Saya akan berbagi caranya agar anda dapat mencobanya sendiri sehingga anda dapat membuktikannya, lagian gak rugi nyobak, soalnya GRATIS. Bagi anda yang belum daftar cukup klik Gambar IDR-CLICKIT di atas.
untuk mendaftar juga bisa ikuti link: http://www.idr-clickit.com/register.php/uttha.html
(lihat bukti pembayarannya: http://www.nugie.web.id/tag/idr-clickit)
2/04/2010 06:43:00 AM

Pemkot Makassar Dinilai Lepas Tangan

Diposkan oleh tuGOWA

SUNGGUMINASA (SI) – Pemerintah Kota (Pemkab) Gowa menuding Pemerintah Kota (Pemkot) Makassar selama ini lepas tangan dari sejumlah kewajiban atas kompensasi pengalihan aset Pasar Pabaeng-baeng yang diklaim milik Pemkab Gowa.

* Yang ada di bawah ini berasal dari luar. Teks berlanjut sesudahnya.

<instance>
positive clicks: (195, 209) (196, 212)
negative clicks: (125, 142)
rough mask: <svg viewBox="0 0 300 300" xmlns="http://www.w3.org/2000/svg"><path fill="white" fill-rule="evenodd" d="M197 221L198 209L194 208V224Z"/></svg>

“Apalagi kalau ditambah adanya penyataan Pemkot Makassar yang menuding klaim Gowa terhadap Pasar Pabaeng-baeng tak berdasar. Kami sangat sayangkan itu,” ungkap Kabag Humas dan Protokoler Pemkab Gowa Arifuddin Saeni kepada Seputar Indonesia (SI) di ruang kerjanya,kemarin. Wakil Ketua DPRD Gowa Rahman Syah mengatakan,Gowa memiliki landasan hukum yang kuat untuk meminta kompensasi dari pembangunan pasar yang terletak di Jalan Sultan Alauddin itu.
Sebab, sebelumnya telah dilakukan kajian tentang implementasi PP No 51/1971 tentang Perubahan Batas- Batas Wilayah Kota Madya Makassar. Akibat PP tersebut, sebagian wilayah Gowa dijadikan wilayah Kota Makassar.
Dari hasil kajian itu, Pemkot Makassar (saat itu Kota Madya Ujungpandang) menerbitkan Surat Keputusan No 79.S.Kep/- A/III/1972 yang pada hakikatnya mengatur kewajiban Kota Madya Ujungpandang atas pengalihan sarana fisik yang menghasilkan sumber keuangan untuk diberikan kompensasi setiap bulan ke Kabupaten Gowa.
“Karena ini masalah pemerintahan, sebaiknya kita duduk bersama menyelesaikan sesuai jalur pemerintahan.Kita tidak harus saling menjatuhkan karena pasar itu untuk kepentingan rakyat,” tandasnya. Tidak hanya itu,Arifuddin menambahkan, penguatan pengalihan aset tersebut diatur dalam SK Gubernur 369/XI/1971 tertanggal 17 November 1971.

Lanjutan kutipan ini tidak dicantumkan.